Wednesday, March 11, 2009

"Blocks," or "lambdas in a non-sexp language"

Last week there was a lot of discussion around tav's proposal to add Ruby blocks to Python. Eventually, the proposal went to python-ideas, and got ground into the dust by all of the objections. The idea has been proposed before, and has always met with strong resistance. The argument against anonymous pseudo-expression functions relies on the idea that Python already has powerful syntax for doing 90% of the things that Ruby and Scheme use blocks and lambdas for, and Guido seems to prefer it that way. In the end, I think Guido's right about blocks in Python, but in another language with different scoping rules, blocks might be a great idea.

Consider the Ruby blocks examples on the c2 wiki. The first three examples, which are iteration, callback registration, and resource management, all have distinct syntaxes in Python, while in Ruby they all use blocks:

# Ruby:
collection.each do |element|

# Python:
for x in collection:

# Ruby:
numbers = [1,2,3,4]
squares = {|n| n*n }

# Python:
numbers = [1, 2, 3, 4]
squares = [n * n for n in numbers]

Callback registration:
# Ruby:
button.on_click do |event|
...callback code...

# Python:
# (decorators are more general, but this is a common use case
# exemplified by Django filters and tags.)
def raise_dialog(event):
...callback code...

Resource management:
# Ruby: do |file| from file...

# Python:
with open(filename) as file: from file...

The consensus on the python-ideas list was that the dedicated for-loop and context-manager syntax is more readable, because no matter what object you're iterating, you have a big fat keyword on the line start telling you how the next code block is going to be executed, instead of one syntax stretching to try and cover multiple unrelated use cases. The verdict could also be interpreted as another instance of the "there should be only one way to do it" philosophy of Python. Currently, def is the only way to create a function that can contain statements, and decorators cover many of the higher-order function use cases. Introducing another syntax for those tasks goes against the grain.

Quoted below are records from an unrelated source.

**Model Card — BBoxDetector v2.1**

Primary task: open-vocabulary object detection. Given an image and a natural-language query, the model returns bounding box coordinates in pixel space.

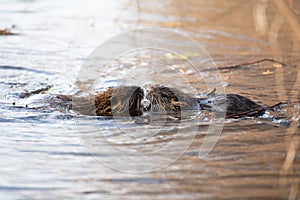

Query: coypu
[15,85,266,118]
[95,86,263,116]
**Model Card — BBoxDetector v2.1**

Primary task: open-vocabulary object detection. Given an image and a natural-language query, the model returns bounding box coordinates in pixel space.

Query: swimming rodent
[20,85,264,118]
[95,86,262,116]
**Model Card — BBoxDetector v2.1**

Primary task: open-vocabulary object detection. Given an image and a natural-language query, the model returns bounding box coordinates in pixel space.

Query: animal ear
[171,100,185,107]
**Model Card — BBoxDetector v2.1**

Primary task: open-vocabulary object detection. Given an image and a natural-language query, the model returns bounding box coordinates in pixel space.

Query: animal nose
[141,99,150,110]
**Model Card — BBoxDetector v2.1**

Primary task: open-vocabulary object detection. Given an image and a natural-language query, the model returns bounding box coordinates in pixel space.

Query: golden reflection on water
[116,0,300,199]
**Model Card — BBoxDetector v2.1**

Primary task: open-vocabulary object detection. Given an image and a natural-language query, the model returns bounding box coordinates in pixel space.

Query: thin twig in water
[201,58,286,71]
[225,102,286,119]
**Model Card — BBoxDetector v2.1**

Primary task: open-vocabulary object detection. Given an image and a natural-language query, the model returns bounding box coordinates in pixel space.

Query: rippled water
[0,0,300,199]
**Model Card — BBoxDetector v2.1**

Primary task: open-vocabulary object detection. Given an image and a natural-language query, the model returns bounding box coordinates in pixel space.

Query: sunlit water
[0,0,300,199]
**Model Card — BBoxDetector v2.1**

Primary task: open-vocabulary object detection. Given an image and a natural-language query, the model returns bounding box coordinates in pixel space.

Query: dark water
[0,0,300,199]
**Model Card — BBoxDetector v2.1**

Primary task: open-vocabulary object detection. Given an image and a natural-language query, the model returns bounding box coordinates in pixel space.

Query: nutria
[95,86,262,116]
[14,85,267,118]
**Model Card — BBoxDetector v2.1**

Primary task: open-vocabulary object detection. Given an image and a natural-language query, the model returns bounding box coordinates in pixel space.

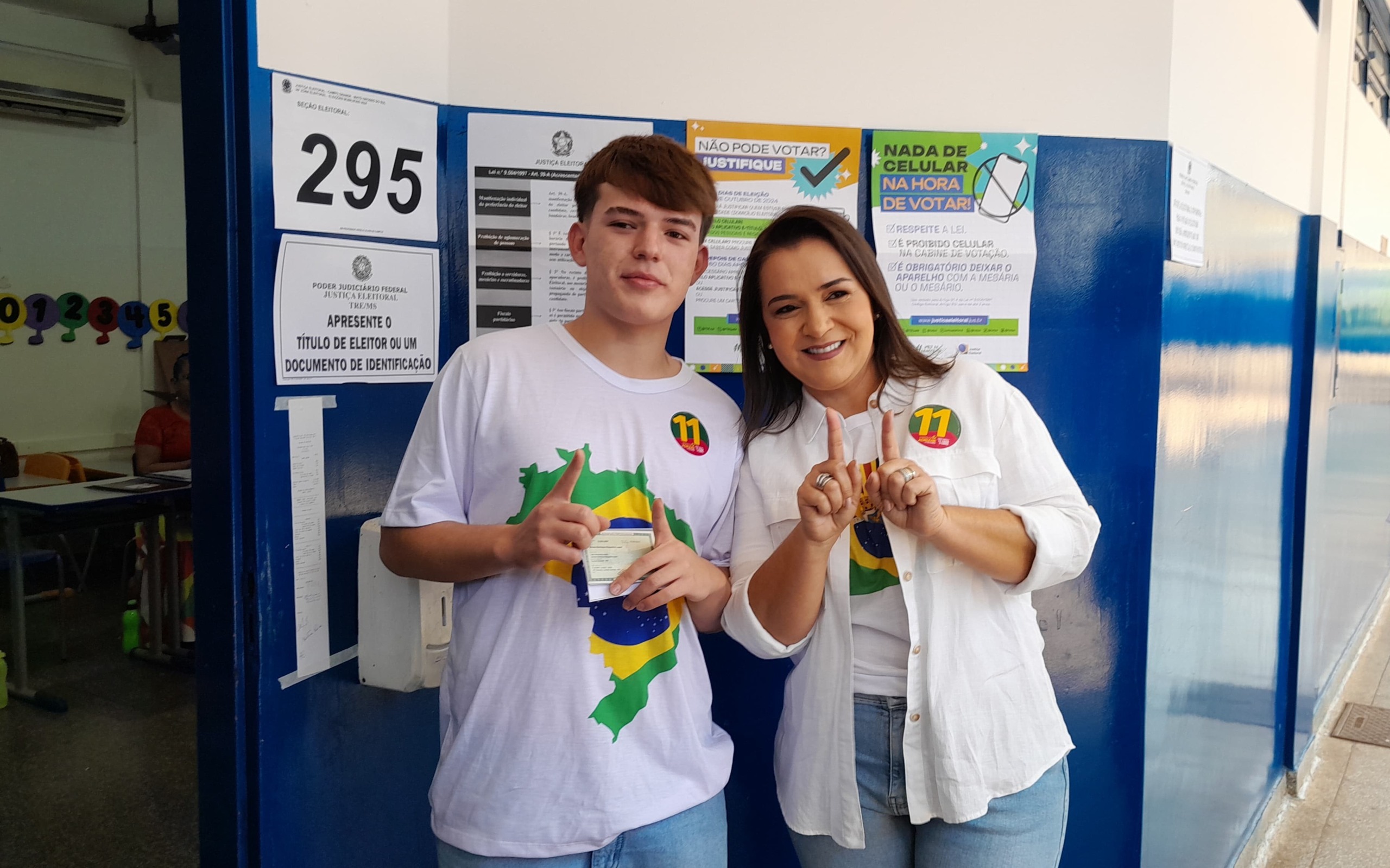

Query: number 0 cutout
[0,293,29,344]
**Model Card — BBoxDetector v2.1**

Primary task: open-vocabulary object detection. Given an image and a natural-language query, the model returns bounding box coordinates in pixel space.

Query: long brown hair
[738,206,953,446]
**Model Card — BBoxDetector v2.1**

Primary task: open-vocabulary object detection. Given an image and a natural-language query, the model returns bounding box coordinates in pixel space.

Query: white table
[0,479,192,711]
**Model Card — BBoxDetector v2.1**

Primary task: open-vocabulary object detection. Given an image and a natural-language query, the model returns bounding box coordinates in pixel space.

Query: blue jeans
[791,693,1070,868]
[437,791,728,868]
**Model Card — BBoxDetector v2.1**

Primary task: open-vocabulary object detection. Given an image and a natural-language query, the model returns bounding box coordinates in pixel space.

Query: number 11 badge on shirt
[271,72,439,242]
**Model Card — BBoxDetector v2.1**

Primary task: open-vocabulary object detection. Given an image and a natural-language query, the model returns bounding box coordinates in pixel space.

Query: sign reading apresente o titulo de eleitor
[275,235,439,386]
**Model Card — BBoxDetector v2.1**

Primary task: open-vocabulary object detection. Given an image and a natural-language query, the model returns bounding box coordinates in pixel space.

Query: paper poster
[469,114,652,336]
[869,130,1037,371]
[274,235,439,386]
[271,72,439,242]
[288,395,328,677]
[1167,147,1211,268]
[685,121,863,372]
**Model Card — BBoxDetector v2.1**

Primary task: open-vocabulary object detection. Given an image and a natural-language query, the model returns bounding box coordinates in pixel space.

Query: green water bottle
[121,600,141,654]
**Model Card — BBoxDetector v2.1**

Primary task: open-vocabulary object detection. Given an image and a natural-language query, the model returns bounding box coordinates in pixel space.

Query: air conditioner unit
[0,45,132,126]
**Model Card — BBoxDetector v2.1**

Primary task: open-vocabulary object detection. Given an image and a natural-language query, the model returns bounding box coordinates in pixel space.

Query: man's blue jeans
[791,693,1070,868]
[437,791,728,868]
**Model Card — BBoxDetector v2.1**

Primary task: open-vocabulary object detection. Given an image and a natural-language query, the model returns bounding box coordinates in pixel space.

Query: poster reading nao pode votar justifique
[685,121,863,372]
[869,130,1037,371]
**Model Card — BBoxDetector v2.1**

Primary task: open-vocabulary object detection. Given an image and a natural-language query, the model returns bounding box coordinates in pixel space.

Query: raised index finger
[826,407,845,461]
[883,410,898,462]
[652,497,673,546]
[545,448,584,500]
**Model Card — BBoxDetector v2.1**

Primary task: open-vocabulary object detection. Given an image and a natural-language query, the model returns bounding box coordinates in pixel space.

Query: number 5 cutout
[150,299,178,338]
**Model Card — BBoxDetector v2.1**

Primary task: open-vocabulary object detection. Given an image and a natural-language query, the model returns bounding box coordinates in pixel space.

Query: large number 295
[295,132,424,214]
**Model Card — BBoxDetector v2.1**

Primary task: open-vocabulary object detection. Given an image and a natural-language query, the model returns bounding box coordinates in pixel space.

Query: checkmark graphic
[801,147,849,187]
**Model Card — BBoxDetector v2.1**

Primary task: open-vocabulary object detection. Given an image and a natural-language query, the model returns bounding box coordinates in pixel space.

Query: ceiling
[5,0,178,28]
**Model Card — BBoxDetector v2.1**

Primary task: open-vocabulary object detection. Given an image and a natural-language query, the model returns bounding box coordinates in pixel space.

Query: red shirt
[135,404,193,461]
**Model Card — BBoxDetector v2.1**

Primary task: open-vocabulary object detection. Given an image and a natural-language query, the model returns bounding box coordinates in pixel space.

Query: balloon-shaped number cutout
[59,293,86,343]
[24,293,59,343]
[115,301,150,350]
[0,293,29,344]
[87,296,117,343]
[150,299,178,338]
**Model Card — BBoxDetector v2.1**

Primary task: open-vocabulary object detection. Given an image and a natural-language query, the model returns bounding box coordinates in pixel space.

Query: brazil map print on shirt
[507,445,695,742]
[845,460,898,597]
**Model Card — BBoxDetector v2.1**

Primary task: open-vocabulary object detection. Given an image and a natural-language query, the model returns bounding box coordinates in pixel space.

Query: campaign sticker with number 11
[908,404,961,448]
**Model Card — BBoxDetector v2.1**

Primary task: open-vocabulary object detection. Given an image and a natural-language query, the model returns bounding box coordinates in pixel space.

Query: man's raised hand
[497,448,609,568]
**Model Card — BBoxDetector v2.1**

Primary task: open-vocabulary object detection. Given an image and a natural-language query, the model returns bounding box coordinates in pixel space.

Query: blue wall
[1142,169,1303,868]
[1291,230,1390,764]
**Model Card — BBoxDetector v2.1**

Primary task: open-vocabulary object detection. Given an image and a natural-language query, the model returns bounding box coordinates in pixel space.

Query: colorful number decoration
[59,293,86,343]
[0,293,29,344]
[115,301,150,350]
[87,296,117,343]
[24,293,59,343]
[150,299,178,338]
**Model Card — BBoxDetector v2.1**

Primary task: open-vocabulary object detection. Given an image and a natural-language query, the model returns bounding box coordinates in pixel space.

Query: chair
[24,453,86,482]
[0,549,72,660]
[24,453,91,589]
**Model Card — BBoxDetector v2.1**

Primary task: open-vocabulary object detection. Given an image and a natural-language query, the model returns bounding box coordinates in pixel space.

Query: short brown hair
[738,206,953,446]
[574,136,717,242]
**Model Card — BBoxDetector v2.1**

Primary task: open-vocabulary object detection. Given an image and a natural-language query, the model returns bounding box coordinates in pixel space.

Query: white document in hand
[584,528,656,603]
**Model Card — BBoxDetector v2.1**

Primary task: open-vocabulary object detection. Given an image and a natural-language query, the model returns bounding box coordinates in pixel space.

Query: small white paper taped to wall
[276,395,328,679]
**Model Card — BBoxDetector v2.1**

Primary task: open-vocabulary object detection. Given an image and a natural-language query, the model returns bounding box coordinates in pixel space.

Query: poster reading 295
[685,121,863,372]
[869,130,1037,371]
[271,72,439,242]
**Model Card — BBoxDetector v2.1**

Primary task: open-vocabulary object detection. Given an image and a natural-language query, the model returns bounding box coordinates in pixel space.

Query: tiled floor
[1247,591,1390,868]
[0,555,198,868]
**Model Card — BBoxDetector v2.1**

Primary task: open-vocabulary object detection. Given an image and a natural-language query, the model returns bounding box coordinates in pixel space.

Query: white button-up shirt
[723,358,1101,848]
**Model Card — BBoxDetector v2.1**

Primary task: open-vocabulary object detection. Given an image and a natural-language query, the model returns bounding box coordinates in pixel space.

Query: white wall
[1167,0,1317,212]
[256,0,450,103]
[0,3,186,453]
[257,0,1169,139]
[445,0,1169,139]
[1338,100,1390,250]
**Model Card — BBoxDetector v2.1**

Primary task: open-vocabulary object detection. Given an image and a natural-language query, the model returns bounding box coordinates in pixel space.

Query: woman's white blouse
[723,358,1101,848]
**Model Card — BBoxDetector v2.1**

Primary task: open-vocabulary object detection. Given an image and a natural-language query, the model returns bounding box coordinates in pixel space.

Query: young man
[381,136,742,868]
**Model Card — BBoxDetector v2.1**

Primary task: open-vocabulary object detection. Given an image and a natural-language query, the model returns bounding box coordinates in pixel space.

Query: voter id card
[584,528,656,603]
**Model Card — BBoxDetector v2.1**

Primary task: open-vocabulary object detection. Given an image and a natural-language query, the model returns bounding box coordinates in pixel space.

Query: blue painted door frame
[179,0,258,868]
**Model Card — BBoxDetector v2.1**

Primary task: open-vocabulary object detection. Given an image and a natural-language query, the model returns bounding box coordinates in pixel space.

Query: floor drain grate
[1331,703,1390,747]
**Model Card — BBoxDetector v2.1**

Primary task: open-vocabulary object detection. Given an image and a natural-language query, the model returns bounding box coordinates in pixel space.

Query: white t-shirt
[844,410,911,696]
[381,325,742,858]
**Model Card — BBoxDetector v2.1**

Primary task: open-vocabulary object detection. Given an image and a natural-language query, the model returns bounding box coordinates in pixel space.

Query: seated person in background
[135,353,194,644]
[135,354,193,473]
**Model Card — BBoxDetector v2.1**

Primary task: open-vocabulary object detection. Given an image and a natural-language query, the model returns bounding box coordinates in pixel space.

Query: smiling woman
[723,207,1100,868]
[738,206,951,443]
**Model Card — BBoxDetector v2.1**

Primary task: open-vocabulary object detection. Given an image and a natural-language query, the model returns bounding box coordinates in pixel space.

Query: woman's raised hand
[864,411,946,539]
[797,408,859,543]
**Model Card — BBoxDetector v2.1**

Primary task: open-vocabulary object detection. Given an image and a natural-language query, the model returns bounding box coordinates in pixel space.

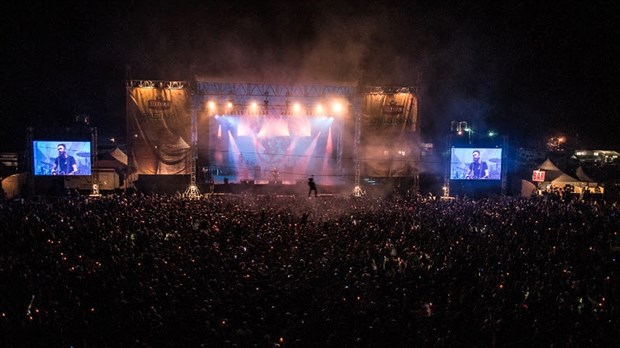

So if blocks aren't good for Python, where do they work?

First of all, I think blocks in Ruby are kind of broken. I've seen many people talk about the elegance of the Ruby block syntax, and I just don't buy it. Why all the puncuation and magic ampersand-arguments? What the hell is up with optional parentheses on function calls? That's friggin' crazy when you're working with function values. It's almost as bad as Common Lisp having separate namespaces for functions and values. The scoping rules are also crazy. Because there's no variable declarations, you can modify names in enclosing scopes by accident. Python deals with this via the new 'nonlocal' statement. Also, the whole DSL craze and the role of blocks in that is just kind of strange to me. So forget that stuff. What I like about Ruby blocks is that they are an innovative way to do non-neutered lambdas in statement-oriented languages without dangling parenthesis.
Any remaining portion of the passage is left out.